Thanks in advance for any input
I met a girl about 2 months ago. The chemistry between us was awesome off the bat. We shared so much in common and things where as I've never experienced before. This week I decided to talk to her regarding where we stand. I wanted to let her know I wanted something serious. She choose to speak via email being that I wont be seeing her for about 5 days. I asked in my email if she felt happy where we stand and what direction she wanted things to head. Her reply was a shock to me. I'd like you guys to read it and give me input on how I should take this:
Ok, we've never really discussed were we stand so Im really not 100% sure. In what direction do you see this going? Mike, I really like you too and by no means do I want to hurt or mislead you. I agree with you that we have a great deal in common and we have a blast together. This weekend some unfortunate things happened and some irrelevant things were said so if your talking about this weekend there is your answer. I think we were both a little standoffish. I have a lot going on right now, things that just dropped on me this weekend and Im not sure if a serious relationship is at my best interest at this moment. I've been doing a lot of thinking and I really think I need sometime to myself. Meaning, my past two relationships were back to back and a couple of days after I ended my last one I met you. I think Im rushing into things way to quickly and I need to take a relationship breather. I realized that this weekend. Its sux because your awesome but I really do think that I need sometime to just be me with out anyone else for right now.
I really dont know what we are or where its going all I can say is that you make me very happy and I love hanging out with you. Maybe we really weren't on the same page but like I said we never really discussed it. I noticed that both of us were distant this weekend and that was a bit weird.. Maybe that is one of the reasons why I started thinking about what I really want out of this.
Mike, this weekend confused the hell out of me as well.
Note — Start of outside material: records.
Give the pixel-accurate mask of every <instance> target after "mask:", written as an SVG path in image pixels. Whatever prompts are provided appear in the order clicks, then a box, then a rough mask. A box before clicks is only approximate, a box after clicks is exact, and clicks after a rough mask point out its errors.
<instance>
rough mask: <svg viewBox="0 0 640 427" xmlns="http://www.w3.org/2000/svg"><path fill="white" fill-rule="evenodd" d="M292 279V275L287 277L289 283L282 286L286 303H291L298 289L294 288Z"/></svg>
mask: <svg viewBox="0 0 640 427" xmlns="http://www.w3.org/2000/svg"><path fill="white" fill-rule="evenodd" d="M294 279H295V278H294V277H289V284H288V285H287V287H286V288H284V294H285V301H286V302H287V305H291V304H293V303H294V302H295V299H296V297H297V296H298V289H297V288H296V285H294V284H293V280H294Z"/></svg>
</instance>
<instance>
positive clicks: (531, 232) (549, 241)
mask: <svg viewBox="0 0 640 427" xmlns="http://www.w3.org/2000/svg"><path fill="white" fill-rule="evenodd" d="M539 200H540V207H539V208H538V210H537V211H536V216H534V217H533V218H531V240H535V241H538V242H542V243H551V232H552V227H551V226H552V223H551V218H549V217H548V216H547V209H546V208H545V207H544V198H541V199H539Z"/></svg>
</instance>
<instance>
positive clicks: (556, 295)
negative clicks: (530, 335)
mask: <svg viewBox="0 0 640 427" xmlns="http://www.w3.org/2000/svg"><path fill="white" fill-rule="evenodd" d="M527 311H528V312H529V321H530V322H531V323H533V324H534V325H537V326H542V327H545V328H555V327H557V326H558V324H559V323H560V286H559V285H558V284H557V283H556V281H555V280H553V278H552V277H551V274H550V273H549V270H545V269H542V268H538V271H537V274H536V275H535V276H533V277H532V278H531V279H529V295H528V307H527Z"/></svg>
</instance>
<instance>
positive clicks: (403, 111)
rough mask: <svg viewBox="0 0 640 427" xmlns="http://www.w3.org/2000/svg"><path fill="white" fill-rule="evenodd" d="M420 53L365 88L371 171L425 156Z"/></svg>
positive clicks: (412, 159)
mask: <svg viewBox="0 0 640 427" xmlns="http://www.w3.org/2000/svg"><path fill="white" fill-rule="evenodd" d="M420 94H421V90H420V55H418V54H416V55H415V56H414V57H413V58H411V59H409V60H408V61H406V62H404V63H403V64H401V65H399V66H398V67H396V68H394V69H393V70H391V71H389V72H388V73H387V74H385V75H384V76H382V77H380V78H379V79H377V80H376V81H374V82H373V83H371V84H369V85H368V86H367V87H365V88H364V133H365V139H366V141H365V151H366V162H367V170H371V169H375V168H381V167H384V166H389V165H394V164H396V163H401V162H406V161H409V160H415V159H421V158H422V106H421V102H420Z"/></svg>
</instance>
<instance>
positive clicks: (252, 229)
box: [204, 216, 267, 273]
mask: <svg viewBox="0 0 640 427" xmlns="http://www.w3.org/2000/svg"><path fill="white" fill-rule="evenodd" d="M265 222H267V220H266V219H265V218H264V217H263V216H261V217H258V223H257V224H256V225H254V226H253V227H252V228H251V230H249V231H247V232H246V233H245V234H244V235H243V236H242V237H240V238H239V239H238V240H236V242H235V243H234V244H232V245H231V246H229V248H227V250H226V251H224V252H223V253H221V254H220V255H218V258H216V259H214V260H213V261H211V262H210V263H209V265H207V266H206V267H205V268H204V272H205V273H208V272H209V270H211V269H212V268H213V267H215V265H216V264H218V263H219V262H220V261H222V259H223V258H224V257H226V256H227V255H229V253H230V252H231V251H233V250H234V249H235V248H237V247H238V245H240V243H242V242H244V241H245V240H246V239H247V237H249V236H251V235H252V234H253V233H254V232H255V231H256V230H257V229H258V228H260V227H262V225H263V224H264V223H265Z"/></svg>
I don’t like that feeling and that is what made me realize that I was way ahead of myself once again. Its not just about taking things slow. I really don’t think Im ready for another relationship at this time. You’re a great guy who I know has great plans for himself. I don’t want you to pass up the opportunity to be with a great person because of my indecisiveness. Im not going to play any games with you. It is what it is, there is no gray area. I've noticed that we are in different places more so this weekend. We do have a whole lot in common but we are very different. Friends sounds like a great idea to me.. Only because I don’t want to give you any sort of run around.. That is not fair to you... What do you think?
In a nutshell id like to know if I should continue as her friend even though I have feelings for her. Or should I just let it go? If I remain as friends its only for the sole purpose of hope that when she's ready we can pick up where we left off.